Gazzaley’s suggestion for teachers and parents: “One of the things we talk about in the book is the need for us to re-train ourselves to become comfortable with sustaining our attention on a single goal and for young people, who may have never developed this skill, to learn the value and to appreciate the value and to even feel the value of sustained attention.”
 
THE IMPORTANCE OF HUMAN CONTACT
Although we can do so many things virtually, I worry about the loss of personal interaction. I cringe whenever I see students sitting in groups all holding a cell phone and not speaking to one another. This is such an area of concern that, in the current issue of the newsletter, CA’s Director of Counseling Liza Skipwith also writes about this subject. I have been much bolder in recent years in going up to a group and calling them on it: “Hey kids, you are all sitting there, right next to one another, in your worlds with your phone. Talk to one another, it’s way more engaging.” I love the fact that at CA, face-to-face conversations happen all the time in the classrooms.
 
These personal encounters serve so many purposes. They help us communicate our ideas. They help us learn to persuade and argue. They help us understand social cues. While the “interview” in the college process has assumed far less importance, I don’t think there are many meaningful jobs that don’t require a personal interview.
 
The role that one’s emotional intelligence and public speaking plays in that process is critical to success. It’s self-evident that too much technology use and screen time stunts the development of those critical life skills.
 
An argument used to justify the use and proliferation of social media has been that it will help young people “get ahead.” Certainly, one’s digital footprint and the connections formed matter. But, there are other issues. Cal Newport is a millennial, associate professor at Georgetown, and author of Deep Work: Rules for Focused Success in a Distracted World. He wrote a great piece for the NY Times in which he outlines why young people should disconnect themselves from social media. He writes, “There are many issues with social media, from its corrosion of civic life to its cultural shallowness, but the argument I want to make here is more pragmatic: You should quit social media because it can hurt your career.”
 
As a millennial who does not use social media, he notes he is an outlier for a generation that has been told, “…That it’s important to tend to your so-called social media brand, as this provides you access to opportunities you might otherwise miss and supports the diverse contact network you need to get ahead. Many people in my generation fear that without a social media presence, they would be invisible to the job market.” But there is a different reality: “The foundation to achievement and fulfillment, almost without exception, requires that you hone a useful craft and then apply it to things that people care about.
 
This is a philosophy perhaps best summarized by the advice Steve Martin used to give aspiring entertainers: “Be so good they can’t ignore you.” If you do that, the rest will work itself out, regardless of the size of your Instagram following.” Cal Newport’s thinking speaks to the research of Gazzaley and Rosen: “Consider that the ability to concentrate without distraction on hard tasks is becoming increasingly valuable in an increasingly complicated economy. Social media weakens this skill because it’s engineered to be addictive. The more you use social media in the way it’s designed to be used — persistently throughout your waking hours — the more your brain learns to crave a quick hit of stimulus at the slightest hint of boredom.”
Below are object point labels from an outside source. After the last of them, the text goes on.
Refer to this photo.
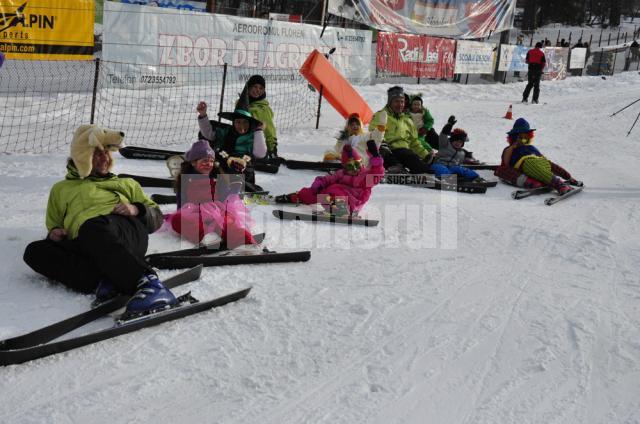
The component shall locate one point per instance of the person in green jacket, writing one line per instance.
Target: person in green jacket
(260, 110)
(424, 121)
(401, 147)
(98, 229)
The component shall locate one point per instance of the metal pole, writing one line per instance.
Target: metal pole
(319, 105)
(96, 76)
(224, 81)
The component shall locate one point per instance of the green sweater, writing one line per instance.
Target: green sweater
(401, 132)
(261, 110)
(75, 200)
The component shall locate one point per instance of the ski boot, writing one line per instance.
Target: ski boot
(150, 297)
(104, 292)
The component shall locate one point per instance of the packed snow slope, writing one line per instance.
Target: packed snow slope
(457, 308)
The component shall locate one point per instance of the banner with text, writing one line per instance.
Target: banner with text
(446, 18)
(415, 55)
(475, 57)
(47, 29)
(194, 5)
(176, 38)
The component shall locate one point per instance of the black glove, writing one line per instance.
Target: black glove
(373, 149)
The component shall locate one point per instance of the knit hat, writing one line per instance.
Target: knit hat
(459, 135)
(394, 92)
(520, 126)
(199, 150)
(256, 79)
(86, 139)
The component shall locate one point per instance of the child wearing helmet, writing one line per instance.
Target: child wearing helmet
(347, 190)
(523, 164)
(451, 154)
(209, 210)
(354, 135)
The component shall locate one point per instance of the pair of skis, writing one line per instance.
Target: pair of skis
(39, 343)
(524, 193)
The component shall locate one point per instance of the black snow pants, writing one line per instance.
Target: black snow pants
(107, 246)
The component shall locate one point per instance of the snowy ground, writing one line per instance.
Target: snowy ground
(458, 308)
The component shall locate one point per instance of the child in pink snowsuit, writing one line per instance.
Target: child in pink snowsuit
(208, 207)
(348, 189)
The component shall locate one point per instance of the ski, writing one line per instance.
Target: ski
(145, 181)
(229, 257)
(310, 165)
(555, 199)
(200, 250)
(526, 192)
(324, 217)
(167, 199)
(18, 356)
(134, 152)
(431, 182)
(53, 331)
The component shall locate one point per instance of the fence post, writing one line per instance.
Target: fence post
(96, 76)
(319, 105)
(224, 82)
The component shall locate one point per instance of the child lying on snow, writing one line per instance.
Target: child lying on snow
(524, 166)
(346, 191)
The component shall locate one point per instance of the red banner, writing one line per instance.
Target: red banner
(415, 55)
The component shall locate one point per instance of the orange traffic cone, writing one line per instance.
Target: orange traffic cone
(509, 114)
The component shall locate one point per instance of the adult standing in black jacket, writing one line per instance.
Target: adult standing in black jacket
(536, 61)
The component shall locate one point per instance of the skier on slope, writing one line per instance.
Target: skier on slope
(209, 210)
(523, 165)
(347, 191)
(354, 135)
(99, 228)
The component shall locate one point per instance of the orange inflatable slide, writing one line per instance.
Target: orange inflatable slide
(335, 88)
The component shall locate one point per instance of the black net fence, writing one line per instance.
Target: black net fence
(43, 102)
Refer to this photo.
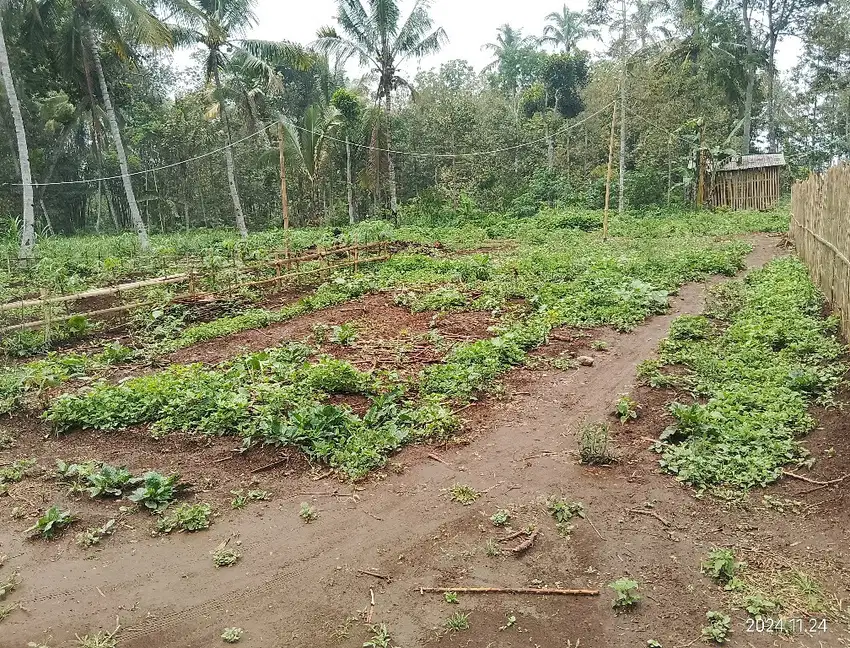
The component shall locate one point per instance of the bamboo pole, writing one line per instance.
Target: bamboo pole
(284, 199)
(608, 177)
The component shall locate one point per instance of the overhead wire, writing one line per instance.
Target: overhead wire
(221, 149)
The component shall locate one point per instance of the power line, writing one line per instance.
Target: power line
(563, 129)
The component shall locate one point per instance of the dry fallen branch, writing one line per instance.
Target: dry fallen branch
(507, 590)
(651, 514)
(375, 574)
(436, 458)
(814, 481)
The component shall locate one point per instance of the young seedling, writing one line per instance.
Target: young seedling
(500, 517)
(232, 635)
(722, 567)
(186, 517)
(308, 513)
(380, 637)
(226, 557)
(626, 409)
(718, 627)
(52, 522)
(492, 549)
(457, 622)
(594, 439)
(464, 494)
(93, 535)
(626, 593)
 I’ve written in the past about the importance of being a bit bored. Let’s do more to be boring, folks! It will actually help our students. At our opening assembly at the start of school, I mentioned the idea of exploring a no-technology day or possibly no-technology zones on campus (like the Campus Center) and the students cheered.
 
Expect some action this year. We need to take action to model for students. I am not naïve enough to think these technologies and platforms will disappear. But the health and well-being of our students and children demand that we be more intentional about how we interact with the digital world.